The maximum number of routes to extract if all_routes is not set.

all_routes

False

If True, will extract all solved routes.

route_distance_model

N/A

If set, will load the quick route distance model from this checkpoint file.

route_scorer

state score

The scoring for routes when extracting them in the post processing step.

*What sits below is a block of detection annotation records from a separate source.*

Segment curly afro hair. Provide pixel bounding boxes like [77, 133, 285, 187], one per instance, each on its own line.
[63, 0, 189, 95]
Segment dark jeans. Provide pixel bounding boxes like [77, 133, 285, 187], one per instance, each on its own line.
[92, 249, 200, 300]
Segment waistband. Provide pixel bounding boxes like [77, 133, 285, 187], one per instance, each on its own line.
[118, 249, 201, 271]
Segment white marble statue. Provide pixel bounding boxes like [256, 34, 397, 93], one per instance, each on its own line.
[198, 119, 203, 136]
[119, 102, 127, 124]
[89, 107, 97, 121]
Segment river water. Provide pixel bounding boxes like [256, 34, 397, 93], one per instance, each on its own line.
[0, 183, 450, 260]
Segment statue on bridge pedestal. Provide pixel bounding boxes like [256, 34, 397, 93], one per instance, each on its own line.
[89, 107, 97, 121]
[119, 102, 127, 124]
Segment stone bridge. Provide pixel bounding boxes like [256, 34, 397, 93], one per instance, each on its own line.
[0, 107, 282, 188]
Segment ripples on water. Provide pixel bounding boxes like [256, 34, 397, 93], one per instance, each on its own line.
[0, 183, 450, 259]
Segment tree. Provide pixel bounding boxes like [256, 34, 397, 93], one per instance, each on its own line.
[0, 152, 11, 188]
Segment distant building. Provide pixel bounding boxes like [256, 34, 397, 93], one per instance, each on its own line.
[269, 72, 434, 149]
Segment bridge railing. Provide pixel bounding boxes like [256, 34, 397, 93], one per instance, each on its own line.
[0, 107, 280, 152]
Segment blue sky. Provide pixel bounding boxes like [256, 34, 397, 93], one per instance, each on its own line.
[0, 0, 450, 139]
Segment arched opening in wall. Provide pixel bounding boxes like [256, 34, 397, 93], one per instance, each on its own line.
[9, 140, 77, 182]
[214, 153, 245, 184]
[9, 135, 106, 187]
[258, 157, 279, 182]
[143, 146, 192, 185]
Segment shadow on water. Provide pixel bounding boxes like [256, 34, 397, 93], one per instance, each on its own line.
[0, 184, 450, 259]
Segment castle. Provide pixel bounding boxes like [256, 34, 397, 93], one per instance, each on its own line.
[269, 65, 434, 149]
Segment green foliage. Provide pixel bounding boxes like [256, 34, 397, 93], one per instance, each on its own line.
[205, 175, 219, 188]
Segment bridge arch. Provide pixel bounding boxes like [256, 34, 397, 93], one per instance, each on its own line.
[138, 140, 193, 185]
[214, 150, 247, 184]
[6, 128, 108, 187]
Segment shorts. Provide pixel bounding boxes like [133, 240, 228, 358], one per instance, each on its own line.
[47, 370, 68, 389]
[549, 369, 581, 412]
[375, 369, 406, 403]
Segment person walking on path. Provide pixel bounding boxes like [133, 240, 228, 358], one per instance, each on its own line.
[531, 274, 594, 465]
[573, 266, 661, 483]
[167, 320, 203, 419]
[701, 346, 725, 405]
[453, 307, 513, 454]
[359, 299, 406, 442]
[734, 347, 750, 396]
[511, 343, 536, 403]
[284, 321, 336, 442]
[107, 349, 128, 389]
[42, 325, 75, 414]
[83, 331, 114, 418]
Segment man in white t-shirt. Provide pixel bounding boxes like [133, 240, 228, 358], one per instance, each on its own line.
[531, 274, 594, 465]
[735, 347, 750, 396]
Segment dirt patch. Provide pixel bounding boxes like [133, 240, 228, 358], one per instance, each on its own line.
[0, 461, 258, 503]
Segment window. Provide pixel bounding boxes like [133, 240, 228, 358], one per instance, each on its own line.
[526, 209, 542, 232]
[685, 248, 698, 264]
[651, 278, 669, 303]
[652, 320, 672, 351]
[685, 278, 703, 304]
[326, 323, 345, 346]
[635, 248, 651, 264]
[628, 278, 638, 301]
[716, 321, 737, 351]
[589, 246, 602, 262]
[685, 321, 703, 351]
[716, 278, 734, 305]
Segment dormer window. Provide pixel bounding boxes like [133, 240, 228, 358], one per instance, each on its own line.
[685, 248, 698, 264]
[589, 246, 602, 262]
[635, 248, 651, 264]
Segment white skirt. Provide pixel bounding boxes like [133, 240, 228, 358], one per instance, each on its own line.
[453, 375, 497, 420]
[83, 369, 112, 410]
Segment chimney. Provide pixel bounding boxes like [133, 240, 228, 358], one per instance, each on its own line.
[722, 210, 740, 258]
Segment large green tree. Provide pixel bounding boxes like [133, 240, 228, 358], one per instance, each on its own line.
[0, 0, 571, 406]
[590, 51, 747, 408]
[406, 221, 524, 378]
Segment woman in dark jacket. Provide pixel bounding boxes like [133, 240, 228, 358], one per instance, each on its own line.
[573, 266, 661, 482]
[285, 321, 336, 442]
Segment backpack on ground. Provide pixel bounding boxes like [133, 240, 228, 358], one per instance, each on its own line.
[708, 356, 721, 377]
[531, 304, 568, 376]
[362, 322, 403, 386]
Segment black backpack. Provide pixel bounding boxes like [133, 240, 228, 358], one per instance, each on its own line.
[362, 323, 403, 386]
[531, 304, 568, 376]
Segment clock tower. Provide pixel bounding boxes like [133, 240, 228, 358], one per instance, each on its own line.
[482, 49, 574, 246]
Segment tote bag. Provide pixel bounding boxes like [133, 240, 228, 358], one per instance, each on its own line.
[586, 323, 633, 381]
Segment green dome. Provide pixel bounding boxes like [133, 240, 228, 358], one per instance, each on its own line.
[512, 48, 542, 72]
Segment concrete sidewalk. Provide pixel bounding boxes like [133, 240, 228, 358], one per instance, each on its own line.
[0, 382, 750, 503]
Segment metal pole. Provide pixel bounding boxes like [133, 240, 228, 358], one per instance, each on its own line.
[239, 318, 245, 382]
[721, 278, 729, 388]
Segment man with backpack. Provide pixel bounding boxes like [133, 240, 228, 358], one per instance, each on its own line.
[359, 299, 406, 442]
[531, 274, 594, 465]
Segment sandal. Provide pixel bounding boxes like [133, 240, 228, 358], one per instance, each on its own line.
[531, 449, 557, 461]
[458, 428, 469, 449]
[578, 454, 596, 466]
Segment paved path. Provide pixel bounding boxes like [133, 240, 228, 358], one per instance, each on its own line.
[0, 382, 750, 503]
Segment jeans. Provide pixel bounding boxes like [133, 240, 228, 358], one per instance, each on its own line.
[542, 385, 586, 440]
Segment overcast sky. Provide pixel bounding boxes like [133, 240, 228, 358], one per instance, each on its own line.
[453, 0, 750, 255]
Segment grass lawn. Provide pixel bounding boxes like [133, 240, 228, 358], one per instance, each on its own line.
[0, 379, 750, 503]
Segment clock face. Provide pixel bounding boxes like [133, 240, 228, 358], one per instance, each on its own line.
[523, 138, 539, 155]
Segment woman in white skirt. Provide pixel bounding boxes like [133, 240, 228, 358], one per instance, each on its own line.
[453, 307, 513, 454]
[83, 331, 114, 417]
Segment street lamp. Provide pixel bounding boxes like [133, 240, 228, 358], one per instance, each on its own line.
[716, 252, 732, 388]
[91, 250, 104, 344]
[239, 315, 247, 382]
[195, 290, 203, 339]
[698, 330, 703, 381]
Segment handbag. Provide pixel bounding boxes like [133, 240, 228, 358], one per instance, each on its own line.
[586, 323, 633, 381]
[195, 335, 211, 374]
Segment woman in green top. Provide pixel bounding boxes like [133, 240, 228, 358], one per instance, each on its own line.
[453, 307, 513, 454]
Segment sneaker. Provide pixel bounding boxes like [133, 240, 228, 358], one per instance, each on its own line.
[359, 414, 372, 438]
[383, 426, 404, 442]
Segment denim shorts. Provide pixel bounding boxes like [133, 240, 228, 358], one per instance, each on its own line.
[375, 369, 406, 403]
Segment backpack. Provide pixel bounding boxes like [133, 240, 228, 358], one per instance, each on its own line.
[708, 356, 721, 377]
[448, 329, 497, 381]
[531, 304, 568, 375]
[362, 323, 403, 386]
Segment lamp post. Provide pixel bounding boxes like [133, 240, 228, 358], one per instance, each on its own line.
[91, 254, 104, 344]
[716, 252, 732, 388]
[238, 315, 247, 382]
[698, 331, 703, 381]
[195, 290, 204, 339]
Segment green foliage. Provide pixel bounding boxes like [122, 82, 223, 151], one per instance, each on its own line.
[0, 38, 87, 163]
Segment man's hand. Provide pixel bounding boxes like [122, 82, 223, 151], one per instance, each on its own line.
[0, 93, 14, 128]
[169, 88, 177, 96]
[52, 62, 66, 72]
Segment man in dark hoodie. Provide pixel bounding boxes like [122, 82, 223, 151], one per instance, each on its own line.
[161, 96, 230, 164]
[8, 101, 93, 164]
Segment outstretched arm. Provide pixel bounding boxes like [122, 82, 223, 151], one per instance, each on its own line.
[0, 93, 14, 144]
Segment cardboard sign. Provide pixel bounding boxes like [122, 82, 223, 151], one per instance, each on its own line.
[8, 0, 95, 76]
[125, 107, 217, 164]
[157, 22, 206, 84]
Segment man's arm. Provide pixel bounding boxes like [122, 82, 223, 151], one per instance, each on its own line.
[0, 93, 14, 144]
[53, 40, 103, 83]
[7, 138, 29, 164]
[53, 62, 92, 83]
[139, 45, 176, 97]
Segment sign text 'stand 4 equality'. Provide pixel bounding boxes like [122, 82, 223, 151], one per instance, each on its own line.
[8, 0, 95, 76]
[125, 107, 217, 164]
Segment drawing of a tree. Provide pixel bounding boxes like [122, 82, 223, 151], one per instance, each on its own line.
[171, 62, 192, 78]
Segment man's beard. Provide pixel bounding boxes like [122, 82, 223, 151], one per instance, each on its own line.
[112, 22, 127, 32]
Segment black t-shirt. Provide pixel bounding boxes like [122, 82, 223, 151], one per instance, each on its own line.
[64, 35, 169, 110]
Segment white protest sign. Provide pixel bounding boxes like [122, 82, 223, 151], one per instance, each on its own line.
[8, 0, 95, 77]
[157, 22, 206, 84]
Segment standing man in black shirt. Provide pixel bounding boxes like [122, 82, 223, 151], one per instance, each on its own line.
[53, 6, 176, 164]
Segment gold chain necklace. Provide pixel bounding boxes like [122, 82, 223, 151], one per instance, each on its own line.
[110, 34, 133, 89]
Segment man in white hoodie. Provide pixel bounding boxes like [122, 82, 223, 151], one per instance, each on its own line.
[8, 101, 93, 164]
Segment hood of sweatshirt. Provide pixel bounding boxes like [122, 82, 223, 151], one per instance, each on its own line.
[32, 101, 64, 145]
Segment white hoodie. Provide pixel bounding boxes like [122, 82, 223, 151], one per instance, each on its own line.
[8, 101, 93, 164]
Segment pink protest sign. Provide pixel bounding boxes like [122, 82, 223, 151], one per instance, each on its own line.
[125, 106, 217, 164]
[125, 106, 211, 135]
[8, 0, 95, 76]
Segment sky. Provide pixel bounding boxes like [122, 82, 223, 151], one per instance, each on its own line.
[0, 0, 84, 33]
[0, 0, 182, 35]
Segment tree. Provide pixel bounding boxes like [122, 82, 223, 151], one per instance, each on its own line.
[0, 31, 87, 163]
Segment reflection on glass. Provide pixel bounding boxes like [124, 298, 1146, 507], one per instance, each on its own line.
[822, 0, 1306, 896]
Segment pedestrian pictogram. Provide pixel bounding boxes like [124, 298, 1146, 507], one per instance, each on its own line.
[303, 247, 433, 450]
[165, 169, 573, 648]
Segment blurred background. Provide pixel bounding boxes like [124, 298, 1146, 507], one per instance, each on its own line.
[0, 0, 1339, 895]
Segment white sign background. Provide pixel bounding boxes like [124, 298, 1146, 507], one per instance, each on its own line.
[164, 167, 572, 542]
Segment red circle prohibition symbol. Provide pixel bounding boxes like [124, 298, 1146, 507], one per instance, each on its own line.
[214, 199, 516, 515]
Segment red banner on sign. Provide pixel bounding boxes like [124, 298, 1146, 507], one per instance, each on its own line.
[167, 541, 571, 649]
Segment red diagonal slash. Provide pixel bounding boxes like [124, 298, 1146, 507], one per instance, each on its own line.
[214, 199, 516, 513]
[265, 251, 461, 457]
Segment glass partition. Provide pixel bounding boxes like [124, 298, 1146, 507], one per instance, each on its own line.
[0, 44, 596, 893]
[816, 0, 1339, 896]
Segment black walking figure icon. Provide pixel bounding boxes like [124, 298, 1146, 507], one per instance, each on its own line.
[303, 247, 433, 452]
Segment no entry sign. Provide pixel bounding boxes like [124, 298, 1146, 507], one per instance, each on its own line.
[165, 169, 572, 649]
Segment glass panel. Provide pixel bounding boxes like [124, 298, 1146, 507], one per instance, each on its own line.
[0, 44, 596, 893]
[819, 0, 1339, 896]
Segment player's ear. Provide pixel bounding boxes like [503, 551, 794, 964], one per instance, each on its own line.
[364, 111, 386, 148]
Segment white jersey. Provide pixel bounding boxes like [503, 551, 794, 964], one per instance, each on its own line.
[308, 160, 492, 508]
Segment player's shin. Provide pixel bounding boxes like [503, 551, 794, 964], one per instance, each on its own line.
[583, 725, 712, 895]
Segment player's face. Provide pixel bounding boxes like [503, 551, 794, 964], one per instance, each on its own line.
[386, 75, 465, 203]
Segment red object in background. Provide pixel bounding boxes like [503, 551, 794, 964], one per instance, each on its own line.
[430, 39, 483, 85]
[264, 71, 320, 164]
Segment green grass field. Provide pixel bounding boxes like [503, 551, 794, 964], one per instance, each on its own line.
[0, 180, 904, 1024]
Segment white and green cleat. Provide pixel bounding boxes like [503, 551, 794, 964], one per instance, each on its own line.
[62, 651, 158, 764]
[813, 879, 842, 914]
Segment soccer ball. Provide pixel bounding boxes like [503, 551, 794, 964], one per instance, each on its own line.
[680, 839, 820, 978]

The expansion settings are for template-based models:

Setting

Default value

Description

template_column

retro_template

The column in the template file that contains the templates.

cutoff_cumulative

0.995

The accumulative probability of the suggested templates is capped at this value. All other templates above this threshold are discarded.

cutoff_number

50

The maximum number of templates that will be returned from the expansion policy.

use_rdchiral

True

If True, will apply templates with RDChiral, otherwise RDKit will be used.

use_remote_models

False

If True, will try to connect to remote Tensorflow servers.

rescale_prior

False

If True, will apply a softmax function to the priors.

mask

“”

The path to a numpy .npz file containing a Boolean vector of masks for the reaction templates.

The filter settings are for quick-filter models:

Setting

Default value

Description

exclude_from_policy

[]

The list of names of the filter policies to exclude.

filter_cutoff

0.05

The cut-off for the quick-filter policy.

use_remote_models

False

If True, will try to connect to remote Tensorflow servers.